For me, the act of creating whatever I wanted, just for myself, produced a reaction I never would have predicted.

It gave me the space to begin overcoming my own repeating loop of self-criticism and negative self-judgment. In so doing, it shook loose a piece of myself that I had kept locked down in the dungeon. I began to feel a new kind of confidence.

Along with it came other pieces. Other capabilities. Feelings I had forgotten, like a joy so pure and shining that it radiated like the sun.

Once I managed to drag myself over the hurdle of doing something I thought I couldn’t do, and became able to like what I had created in the safety and privacy of my studio, I became stronger. Better able to withstand the judgment and reactions of others.

And then one afternoon, while looking at what I had painted the previous night, I experienced what I can only call a complete state change:

I decided that what I was doing had value no matter what anyone else thought of it.

In that moment I developed an unshakable conviction that what I was doing was so important to me that nothing and no one was going to stop me.

Somewhere deep inside, way down below the bottom of everything, a door opened.

I hadn’t realized how many other things I had lost or limited myself from experiencing. Strength, energy, whole swathes of emotions, my ability to connect with other people. The ability to fully engage with life.

The more I painted, the more I began to reclaim them.

For the first time in as long as I can remember, I no longer felt like an alien. It’s like I finally took off the hologram suit and stepped into the sunshine as myself.

I talk a lot about painting, because that has been my experience. But it’s really about doing whatever it is you truly want to do but haven’t allowed yourself to try. Something that’s important to you, the thing you dream of when you let your mind wander. Something delicious and inspiring that makes your heart beat faster.

Something you might not even think you are capable of.

When you make the leap, you get rewarded. The feelings of being lost and lonely begin to dissipate. You find yourself able to connect with everyone and everything in new and improved ways. It changes everything.

And life here on Planet Earth starts to look a whole lot more appealing.

5 Comments

  1. Speaking to the programming of the first half of your post, my 8th grade experience was similar (in an 8th grade kind of way). Following my inner self and liking the kind of music I liked and having longish hair and band T shirts – people shunned me. Yet, the day I “experimented” and got a “normal” haircut and clothes, all of a sudden everyone started treating me like the popular in-crowd. It was a weird experience to be popular, well-liked and instantly “invited” to everything for not being myself…

  2. Excellent, articulate expression of a true artist. Now that you have come to creating your art, be free to gather other “aliens” to you. The path has many footprints.

  3. Just bought some watercolors. Gonna go exploring.

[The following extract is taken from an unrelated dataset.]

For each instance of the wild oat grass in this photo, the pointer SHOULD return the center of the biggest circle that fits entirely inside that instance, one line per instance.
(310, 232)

  4. Well said, I understand completely.
    You brought something to my mind that I hadn’t thought of in a long time. Something I had discovered and then forgot.
    I have been having trouble getting back to what you explain so knowledgeable. It is so simple, but yet again it is so difficult…without the leap.
    You explain us as outliers, I understand in the sense that Camus would.
    We are outsiders looking in. We are not human beings, but something else that knows its playing that part…this time.
    A word of advice…never stop painting. Ever.
    Best Michael

  5. Brenda Litman
    June 13, 2015 at 9:26 pm // Reply

    It’s true that all of us are outliers to some extent. The lucky ones find their passion and have the courage and the opportunity to pursue it.